Similar logic is used for both storage and retrieval as in the examples above. END DATE TIME has the same function logically as SUPERCEDED DATE TIME in “TDT3” above. Because a trade name can be ended, there is no need for logic to enforce continuity across time. A separate document contains the detailed information of how the system should maintain the date values to preserve the history for both the effective date range and the audit trail.
TDT 6 – This technique is used to model data where the requirement is to create the data and to be able to end its use.
This technique is most often used to model data that is used to classify and categorize other data. These entity types are normally maintained by a data administrator and populated using a utility. The only change to this kind of entity type would be to end its use.
Since there may be situations where the entity is entered by mistake, the CANCEL DATE TIME and CANCEL USER CODE attributes are used to indicate that this entity was cancelled and should be ignored. The CANCEL DATE TIME will always contain a null (empty) value unless it has been cancelled. When retrieving a list of valid status types, the comparison date time will be between the EFFECTIVE DATE TIME and both the END DATE TIME and CANCEL DATE TIME.
Canceling an entity is only allowed when it has not yet been used in an association with a dependent entity type in a relationship membership. If the entity has been used in a relationship membership by a dependent entity, then the entity should be ended instead of cancelled by setting the END DATE TIME.
In some cases, the dependent entity type will itself be used to classify and categorize other data. If this is the case, then it would be acceptable to cancel the entity as long as the dependent entity has not itself been used in a relationship membership with a downstream dependent entity type. In this situation, the dependent entity should be cancelled if it has a CANCEL DATE TIME or deactivated if it has a DEACTIVATE DATE TIME since its parent entity has been cancelled.

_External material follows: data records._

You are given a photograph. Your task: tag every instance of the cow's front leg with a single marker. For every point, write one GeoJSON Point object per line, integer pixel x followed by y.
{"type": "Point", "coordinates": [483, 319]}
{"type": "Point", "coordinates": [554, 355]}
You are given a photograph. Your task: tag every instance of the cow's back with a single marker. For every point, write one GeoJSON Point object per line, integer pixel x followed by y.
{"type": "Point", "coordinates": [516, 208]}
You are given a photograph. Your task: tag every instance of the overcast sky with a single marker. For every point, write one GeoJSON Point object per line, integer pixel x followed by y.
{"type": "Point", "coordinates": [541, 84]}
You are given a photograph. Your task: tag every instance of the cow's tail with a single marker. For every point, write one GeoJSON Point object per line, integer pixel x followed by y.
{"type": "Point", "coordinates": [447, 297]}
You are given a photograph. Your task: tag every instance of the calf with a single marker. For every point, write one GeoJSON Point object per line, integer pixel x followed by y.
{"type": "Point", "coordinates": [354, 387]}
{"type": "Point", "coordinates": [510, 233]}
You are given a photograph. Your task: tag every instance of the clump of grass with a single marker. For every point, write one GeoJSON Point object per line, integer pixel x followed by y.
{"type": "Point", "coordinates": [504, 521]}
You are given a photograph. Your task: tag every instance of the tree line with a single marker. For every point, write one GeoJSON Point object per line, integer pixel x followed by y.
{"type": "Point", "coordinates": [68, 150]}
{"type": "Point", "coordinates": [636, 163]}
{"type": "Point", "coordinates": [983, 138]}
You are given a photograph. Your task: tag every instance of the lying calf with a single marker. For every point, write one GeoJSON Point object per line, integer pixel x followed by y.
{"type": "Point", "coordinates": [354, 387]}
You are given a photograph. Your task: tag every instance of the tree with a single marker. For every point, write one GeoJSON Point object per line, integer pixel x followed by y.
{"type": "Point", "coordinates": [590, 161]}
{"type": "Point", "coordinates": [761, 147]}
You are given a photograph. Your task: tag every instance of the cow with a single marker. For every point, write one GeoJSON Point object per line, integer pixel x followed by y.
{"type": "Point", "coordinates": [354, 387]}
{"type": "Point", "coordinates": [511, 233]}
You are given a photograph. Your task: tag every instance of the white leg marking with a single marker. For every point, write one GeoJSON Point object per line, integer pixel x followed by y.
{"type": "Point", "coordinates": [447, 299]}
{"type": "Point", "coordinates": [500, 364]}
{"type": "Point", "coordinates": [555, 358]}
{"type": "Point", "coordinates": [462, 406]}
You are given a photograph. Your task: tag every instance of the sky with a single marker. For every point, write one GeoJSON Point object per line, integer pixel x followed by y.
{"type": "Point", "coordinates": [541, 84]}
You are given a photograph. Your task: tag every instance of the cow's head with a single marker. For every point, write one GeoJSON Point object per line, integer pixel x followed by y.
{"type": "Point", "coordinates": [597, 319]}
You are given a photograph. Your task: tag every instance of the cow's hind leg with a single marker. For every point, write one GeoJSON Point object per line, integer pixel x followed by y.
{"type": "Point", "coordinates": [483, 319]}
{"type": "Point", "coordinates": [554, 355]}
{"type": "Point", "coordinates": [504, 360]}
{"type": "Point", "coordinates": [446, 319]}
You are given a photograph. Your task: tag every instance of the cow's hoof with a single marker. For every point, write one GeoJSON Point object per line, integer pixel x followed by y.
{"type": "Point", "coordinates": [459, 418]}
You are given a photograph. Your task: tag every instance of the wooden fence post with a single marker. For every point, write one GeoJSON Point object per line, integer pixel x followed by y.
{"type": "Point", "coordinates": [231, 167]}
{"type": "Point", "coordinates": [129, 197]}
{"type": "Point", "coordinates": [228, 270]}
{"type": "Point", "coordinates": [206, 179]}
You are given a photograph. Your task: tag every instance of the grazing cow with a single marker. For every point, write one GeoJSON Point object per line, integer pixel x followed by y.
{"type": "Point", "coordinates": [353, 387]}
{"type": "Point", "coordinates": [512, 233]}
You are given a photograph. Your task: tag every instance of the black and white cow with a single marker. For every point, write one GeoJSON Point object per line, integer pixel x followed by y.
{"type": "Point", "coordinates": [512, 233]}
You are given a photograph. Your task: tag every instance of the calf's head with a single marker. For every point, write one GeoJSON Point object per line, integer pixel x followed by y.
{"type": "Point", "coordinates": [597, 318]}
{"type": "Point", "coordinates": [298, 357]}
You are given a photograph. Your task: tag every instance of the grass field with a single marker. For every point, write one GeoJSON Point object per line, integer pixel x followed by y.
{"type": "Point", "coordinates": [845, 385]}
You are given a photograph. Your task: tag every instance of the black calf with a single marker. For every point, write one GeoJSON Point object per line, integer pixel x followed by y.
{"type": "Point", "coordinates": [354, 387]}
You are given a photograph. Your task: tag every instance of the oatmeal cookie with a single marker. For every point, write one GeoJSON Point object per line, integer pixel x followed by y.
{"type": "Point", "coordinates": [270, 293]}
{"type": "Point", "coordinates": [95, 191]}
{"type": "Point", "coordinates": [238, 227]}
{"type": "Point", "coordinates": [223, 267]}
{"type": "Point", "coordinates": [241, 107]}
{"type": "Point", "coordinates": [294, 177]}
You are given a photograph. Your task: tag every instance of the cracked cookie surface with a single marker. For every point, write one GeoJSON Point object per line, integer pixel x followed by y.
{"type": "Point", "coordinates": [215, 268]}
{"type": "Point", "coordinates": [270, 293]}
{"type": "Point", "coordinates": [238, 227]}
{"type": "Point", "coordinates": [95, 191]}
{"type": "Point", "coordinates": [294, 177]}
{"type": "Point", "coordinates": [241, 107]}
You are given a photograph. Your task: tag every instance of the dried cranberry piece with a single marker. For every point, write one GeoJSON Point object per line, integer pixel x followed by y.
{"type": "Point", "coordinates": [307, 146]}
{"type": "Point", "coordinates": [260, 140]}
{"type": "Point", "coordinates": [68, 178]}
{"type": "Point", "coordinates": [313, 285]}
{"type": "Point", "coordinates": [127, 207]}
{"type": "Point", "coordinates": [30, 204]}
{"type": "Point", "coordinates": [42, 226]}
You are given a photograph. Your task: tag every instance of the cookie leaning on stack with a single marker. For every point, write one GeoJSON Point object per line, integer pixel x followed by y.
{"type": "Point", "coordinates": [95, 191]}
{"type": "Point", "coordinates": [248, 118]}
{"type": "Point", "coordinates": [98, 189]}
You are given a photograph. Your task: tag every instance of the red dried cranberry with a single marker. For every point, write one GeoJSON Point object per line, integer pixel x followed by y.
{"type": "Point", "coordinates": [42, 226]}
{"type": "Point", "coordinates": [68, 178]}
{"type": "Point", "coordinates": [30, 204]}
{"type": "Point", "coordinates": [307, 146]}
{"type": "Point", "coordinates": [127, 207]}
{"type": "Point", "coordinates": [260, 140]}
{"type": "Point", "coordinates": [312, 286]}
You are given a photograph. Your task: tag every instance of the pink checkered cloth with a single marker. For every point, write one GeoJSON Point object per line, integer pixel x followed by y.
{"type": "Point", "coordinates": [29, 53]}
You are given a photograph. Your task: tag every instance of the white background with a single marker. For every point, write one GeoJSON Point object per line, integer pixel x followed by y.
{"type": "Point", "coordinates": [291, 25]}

Similarly, if the END DATE TIME is set in this type of entity that is used to classify and categorize other data; then the related downstream dependent entity types that are used in the same manner should also have their entities ended if they are related to the parent entity that has been ended. This cascading effect of ending or canceling an entity should stop when the downstream entity type records the transactions that happen in the real world as opposed to being used to classify and categorize other data.
NOTE: In the above examples where SUPERCEDE DATE TIME, END DATE TIME, and DEACTIVATE DATE TIME they are specified as being “Optional” attributes. However, if the selected DBMS does not handle these fields correctly and you need to make them “Mandatory”, use a maximum date value such “01/01/3000” and then reset it to the actual data/time when updating a row. This approach is actually easier to code for than using the “Optional” attribute approach.
This approach to modeling temporal data is relatively new. Therefore it is not well understood so very few know how to do it, and thus it will likely be hotly debated. This often results in a rationalization, however false, that “if I don’t understand it or I don’t know how to do it, it must not be important or necessary; and therefore you don’t need it”. The underlying motivation here is that if you want something and I do not know how to do it or provide it, you do not need it.
In 2003, Chris Date, who is considered (and has been for many years; decades, as a matter of fact) one of the leading thinkers and the leading author on the subject of data modeling and database design, published a book on temporal data which was probably the first book that dealt with the issue of keeping track of facts over time. We, at ENTARCO, have been developing and maturing the techniques for modeling data to keep track of every fact over time (temporal data) for about twenty years. We have much empirical evidence of the enterprise business need, use, and value of universal and consistent temporal data to the point where the enterprise business users that now have it extensively implemented would not give it up. It would be their highest priority criteria for any data model and database.
There is also a case for saying that the data model cannot be properly normalized without providing for keeping track of every fact over time. To properly identify an attribute value, we need to know when it came into existence and/or when was it a fact, valid for use, or true.
The use of this technique has resulted in the following benefits. By applying the technique universally and consistently with a specified set of patterns:
A. It provides an enhanced capability to identify and resolve issues because you can universally
and consistently know “who did what, when” or more simply, “what happened when” which is
fundamental to identifying and resolving many operational issues.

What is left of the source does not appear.